Разделяло прежде всего качество мысли, сказавшееся не только в содержательных, но и структурных особенностях их произведений. В пьесах Ибсена социальная общность эгоистически замкнута и несовместима с общечеловеческой идеей, глашатаем которой становится отдельная героическая личность. Путь к осуществлению гуманистических идеалов — в личностном противостоянии неправедному миропорядку.
В горьковской драматургии 900‑х годов отсутствует «протагонист». Она «безгеройна» в смысле структурного равноправия действующих лиц, «не подчиненных какой — либо сюжетной иерархии в пьесе» (Е. Б. Тагер). Перед нами — своеобразное наследование чеховской традиции, но получающей иное объяснение. Характеры в пьесах Горького, по — разному значительные, отчетливо индивидуальные, тяготеют, однако, к «собирательности». Отдельные персонажи, казалось бы очень непохожие и поначалу даже противопоставленные друг другу, оказываются в конечном счете «одного поля ягодой». Мелочное стяжательство Бессеменова — старшего и истерический бунт против общества его цивилизованного сына, как будто несогласного с житейской философией своего родителя, обнаруживают одну и ту же мещанскую природу («Мещане»). «Рыцари» буржуазного прогресса Черкун и Цыганов презирают обитателей косной и дикой уездной глуши — «варваров»; но мнимые культуртрегеры — те же «варвары», только еще более бездушные и жестокие («Варвары»).

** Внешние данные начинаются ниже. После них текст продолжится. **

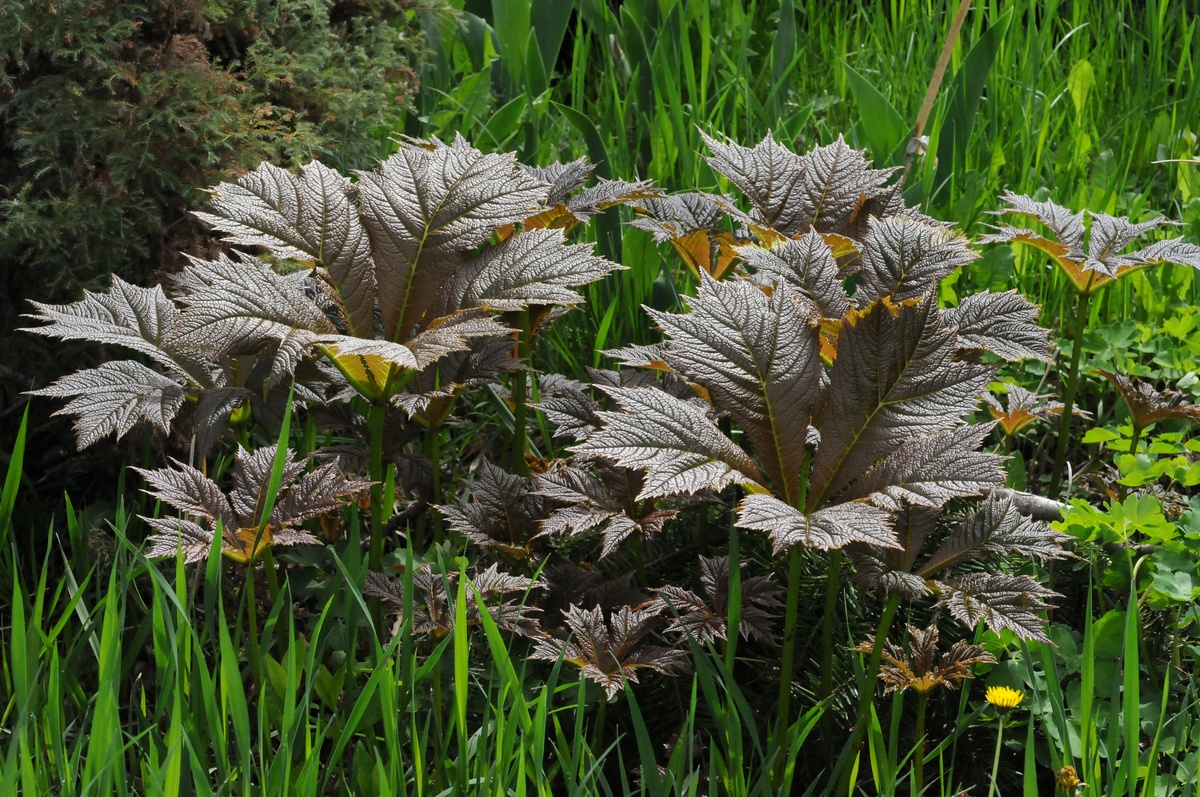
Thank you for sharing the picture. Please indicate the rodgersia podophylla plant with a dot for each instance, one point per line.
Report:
(850, 406)
(388, 287)
(1089, 268)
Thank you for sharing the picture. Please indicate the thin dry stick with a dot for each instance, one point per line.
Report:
(935, 83)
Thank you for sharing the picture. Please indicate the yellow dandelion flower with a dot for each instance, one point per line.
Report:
(1067, 783)
(1005, 697)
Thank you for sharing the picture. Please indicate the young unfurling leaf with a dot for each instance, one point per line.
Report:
(610, 652)
(1104, 258)
(402, 269)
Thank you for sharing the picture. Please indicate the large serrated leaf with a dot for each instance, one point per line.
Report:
(673, 441)
(833, 527)
(759, 359)
(895, 379)
(1001, 323)
(1002, 601)
(807, 263)
(535, 268)
(137, 318)
(239, 306)
(931, 469)
(997, 528)
(114, 397)
(905, 258)
(303, 216)
(424, 209)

Возникает групповой — при всей своей многоликости — образ сил социального застоя, стоящих на пути подлинно творческих сил общества. Противоборство героя со средой сменяется «борьбой между двумя „средами“» (Б. А. Бялик), воплощающей общественные конфликты времени. Отсюда и характерная «поэтика» заглавий («Мещане», «Дачники», «Враги» и др.). При этом предельно конкретное историческое содержание соединяется с содержанием бытийным.
В пьесе «На дне» меньше исторических реалий, чем в других горьковских пьесах 900‑х годов. Но ее широкая философская проблематика (сущность Человека, его предназначение в жизни, природа понятий правды и лжи) одновременно раскрывает и смену вех — как виделась она писателю — в духовной жизни страны. Это — изживание гуманистического миросозерцания, озабоченного лишь внутренним переустройством человека, а не условий его существования (странник Лука с его проповедью «утешительной лжи»), и признаки наступления эры действенного, революционного гуманизма. Вместе с тем противопоставление двух «гуманизмов» носит в пьесе достаточно сложный характер. Неоднозначен Лука, неоднозначна и его философия жизни, привлекательная (вопреки суждениям самого автора о герое) и своим жизнетворческим, утверждающим содержанием.

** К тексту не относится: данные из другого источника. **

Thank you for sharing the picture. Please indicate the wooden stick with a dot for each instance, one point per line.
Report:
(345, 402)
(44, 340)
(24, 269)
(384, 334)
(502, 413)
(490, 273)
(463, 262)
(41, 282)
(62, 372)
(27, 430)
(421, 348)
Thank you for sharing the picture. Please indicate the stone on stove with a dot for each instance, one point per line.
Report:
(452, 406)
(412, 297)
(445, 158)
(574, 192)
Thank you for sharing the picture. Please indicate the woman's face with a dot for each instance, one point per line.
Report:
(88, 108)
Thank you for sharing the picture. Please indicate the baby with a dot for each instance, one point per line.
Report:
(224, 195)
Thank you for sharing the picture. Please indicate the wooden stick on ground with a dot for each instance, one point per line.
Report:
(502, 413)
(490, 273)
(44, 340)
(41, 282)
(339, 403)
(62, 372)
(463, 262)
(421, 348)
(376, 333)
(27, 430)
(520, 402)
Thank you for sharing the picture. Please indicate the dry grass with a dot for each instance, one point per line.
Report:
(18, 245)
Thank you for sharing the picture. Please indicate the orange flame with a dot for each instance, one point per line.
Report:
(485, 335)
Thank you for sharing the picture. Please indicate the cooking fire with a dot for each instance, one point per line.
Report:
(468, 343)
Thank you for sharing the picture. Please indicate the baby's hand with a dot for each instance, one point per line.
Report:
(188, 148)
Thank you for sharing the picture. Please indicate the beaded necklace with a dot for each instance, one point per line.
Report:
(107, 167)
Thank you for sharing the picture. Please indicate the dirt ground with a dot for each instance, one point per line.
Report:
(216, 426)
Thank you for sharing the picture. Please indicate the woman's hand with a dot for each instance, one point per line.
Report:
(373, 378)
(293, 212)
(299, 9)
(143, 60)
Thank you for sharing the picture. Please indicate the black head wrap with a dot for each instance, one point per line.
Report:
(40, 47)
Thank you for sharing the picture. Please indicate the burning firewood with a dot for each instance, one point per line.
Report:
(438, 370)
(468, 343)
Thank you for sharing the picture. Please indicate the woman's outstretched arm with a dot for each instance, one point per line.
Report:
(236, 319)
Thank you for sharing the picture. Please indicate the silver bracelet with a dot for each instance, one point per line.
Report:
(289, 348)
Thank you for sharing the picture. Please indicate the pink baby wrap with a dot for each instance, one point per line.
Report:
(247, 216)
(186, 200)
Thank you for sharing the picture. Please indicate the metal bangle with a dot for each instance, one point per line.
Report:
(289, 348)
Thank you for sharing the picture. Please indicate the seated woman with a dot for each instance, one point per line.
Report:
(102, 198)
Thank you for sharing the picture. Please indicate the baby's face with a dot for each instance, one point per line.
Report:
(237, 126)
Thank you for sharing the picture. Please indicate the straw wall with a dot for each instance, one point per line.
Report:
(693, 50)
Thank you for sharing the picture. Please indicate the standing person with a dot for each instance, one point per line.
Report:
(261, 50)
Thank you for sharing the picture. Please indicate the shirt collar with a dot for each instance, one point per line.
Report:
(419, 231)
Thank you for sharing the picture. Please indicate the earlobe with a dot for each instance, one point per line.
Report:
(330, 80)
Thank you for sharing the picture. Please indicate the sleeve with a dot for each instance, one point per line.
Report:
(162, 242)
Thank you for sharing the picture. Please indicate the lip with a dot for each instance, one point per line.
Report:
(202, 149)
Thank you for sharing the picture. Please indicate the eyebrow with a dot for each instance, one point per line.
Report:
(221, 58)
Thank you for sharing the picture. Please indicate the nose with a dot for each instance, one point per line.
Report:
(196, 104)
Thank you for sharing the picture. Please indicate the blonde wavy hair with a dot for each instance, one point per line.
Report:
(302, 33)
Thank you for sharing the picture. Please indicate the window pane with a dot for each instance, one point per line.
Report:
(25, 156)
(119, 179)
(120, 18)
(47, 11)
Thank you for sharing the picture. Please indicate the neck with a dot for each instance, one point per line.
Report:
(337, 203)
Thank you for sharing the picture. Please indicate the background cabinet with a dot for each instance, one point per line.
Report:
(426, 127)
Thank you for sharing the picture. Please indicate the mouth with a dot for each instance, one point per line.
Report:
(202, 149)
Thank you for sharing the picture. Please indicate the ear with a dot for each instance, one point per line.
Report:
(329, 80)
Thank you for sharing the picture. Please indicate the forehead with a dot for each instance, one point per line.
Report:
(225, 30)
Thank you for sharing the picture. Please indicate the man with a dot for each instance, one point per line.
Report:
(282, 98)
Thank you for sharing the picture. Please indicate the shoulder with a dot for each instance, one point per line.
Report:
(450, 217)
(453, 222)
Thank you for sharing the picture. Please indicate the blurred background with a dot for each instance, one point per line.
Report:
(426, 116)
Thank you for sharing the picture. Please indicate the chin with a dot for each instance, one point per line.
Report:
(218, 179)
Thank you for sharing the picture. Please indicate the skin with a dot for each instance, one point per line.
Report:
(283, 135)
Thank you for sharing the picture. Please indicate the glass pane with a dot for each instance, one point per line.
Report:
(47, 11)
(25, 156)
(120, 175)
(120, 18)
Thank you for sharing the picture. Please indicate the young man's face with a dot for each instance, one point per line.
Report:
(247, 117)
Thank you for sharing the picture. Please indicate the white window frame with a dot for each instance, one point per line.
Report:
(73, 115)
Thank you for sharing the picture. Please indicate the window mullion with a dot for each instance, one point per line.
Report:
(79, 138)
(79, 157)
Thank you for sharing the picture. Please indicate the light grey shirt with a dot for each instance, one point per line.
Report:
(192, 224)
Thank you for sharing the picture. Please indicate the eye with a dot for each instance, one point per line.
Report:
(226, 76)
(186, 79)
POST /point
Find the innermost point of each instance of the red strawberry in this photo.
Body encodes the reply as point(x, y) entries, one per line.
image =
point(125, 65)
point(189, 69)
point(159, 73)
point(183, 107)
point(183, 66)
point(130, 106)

Это сочинение, отмеченное философским масштабом мысли и огромными художественными достоинствами, сразу же после своего появления и знаменитой постановки в Московском Художественном театре (декабрь 1902 г.) стало событием мирового искусства. За рубежом о нем много писали критики, драма имела там достаточно богатую сценическую историю, резонировала в произведениях художников слова. Жанровые свойства «На дне», пьесы — притчи, выделявшие ее среди ряда других горьковских пьес, оказались близки стилевым тенденциям, интенсивно развивавшимся в мировой драматургии XX столетия. Правда, повышенному интересу к горьковскому произведению не всегда соответствовал уровень его понимания. В сценических интерпретациях пьесы, как и в литературных произведениях, трансформировавших ее мотивы, она нередко толковалась либо как пессимистическая драма крушения иллюзий (к примеру, пьеса Ю. О’Нила «Разносчик льда грядет»), либо, напротив, как апология их проповедника.
Сложное содержание отличает и последующие горьковские пьесы («Васса Железнова», первый вариант 1910; «Зыковы», 1912; «Старик», 1915), в философско — психологической проблематике которых опосредованно предстают исторические коллизии современности. Эти произведения принадлежат уже новому и значительно обогатившему художественную деятельность писателя этапу его пути — предоктябрьскому десятилетию.